I open my eyes to a meadow. It is unkept and wild, with tall grass and flowers. The sky is empty without a cloud in site but the sun is shining so bright that it pains me to look towards the blue of the sky. I am barefoot, dressed in a knee length skirt and a t-shirt. In my hands I am clutching the hem of my skirt.
I take a step forward, knowing I'm here for a reason. I take another step and look around. I can feel my heart beating faster as I realize there is no one to be seen for miles. I breathe in deeply and feel my heart contracting. To each there is a pain that I have never suffered before.

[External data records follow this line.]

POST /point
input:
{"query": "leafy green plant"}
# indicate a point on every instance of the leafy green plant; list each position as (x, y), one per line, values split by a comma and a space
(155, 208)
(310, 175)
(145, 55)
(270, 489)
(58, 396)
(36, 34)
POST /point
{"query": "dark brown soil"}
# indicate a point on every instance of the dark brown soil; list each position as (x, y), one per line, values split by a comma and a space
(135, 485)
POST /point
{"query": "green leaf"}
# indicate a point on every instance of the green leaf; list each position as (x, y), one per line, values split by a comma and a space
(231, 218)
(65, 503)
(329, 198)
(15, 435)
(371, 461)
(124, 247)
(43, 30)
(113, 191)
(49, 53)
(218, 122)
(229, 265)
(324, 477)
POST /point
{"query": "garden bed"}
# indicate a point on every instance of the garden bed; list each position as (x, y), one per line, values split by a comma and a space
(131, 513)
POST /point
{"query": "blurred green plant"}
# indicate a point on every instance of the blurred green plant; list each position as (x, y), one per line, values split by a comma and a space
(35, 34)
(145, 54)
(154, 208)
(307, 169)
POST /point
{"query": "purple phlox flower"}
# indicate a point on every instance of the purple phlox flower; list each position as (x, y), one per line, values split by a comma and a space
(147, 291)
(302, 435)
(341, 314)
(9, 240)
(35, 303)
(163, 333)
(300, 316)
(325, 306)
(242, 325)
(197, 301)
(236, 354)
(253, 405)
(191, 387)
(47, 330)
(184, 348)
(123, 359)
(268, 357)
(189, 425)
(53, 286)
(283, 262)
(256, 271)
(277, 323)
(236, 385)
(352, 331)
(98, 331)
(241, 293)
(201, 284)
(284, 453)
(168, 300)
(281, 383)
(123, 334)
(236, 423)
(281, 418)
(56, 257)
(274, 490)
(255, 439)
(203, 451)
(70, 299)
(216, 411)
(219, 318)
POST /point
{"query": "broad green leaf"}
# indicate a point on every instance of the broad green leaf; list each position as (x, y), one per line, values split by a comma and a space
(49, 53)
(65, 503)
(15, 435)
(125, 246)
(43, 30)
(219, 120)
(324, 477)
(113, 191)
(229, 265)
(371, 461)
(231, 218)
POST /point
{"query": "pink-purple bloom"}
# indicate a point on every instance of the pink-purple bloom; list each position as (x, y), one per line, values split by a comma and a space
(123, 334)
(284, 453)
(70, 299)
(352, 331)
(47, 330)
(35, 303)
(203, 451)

Sitting down, I can feel an emptiness inside that I have never felt before. A vastness of lonliness begins to pour inside and the utter hopelessness enters. No, he isn't coming back and no matter how long you search this earth, this meadow, he will not materialize. He won't speak the words you long to hear and he won't hug you with the arms you long to feel. These are the simple facts of life and yet they are the hardest to understand. He isn't gone, entirely. No, his memories live on, he lives on within you but that just isn't good enough right now. Thoughts enter my mind. What ifs. What if I forget how he laughed or how he smiled. Maybe I'll forget his eyes, or his hands. His eyes, my eyes. Everyone says I look like him. Not only am I afraid people won't be able to love me because of that, but I'm afraid I'll never stop missing him because I'll always see him in myself.
Laying down within the meadow, I let the viscous sadness enter me. I cry and I wail. I sob and I choke on the saliva and the words I'll never get to say to him. This is truly what loss must feel like. This is what a heart breaking really feels like. I always miss him and though I won't make it my mission to find him, I will walk this meadow until I do see him. I love him. I won't say goodbye because I know it'll only be some time before I see him once again.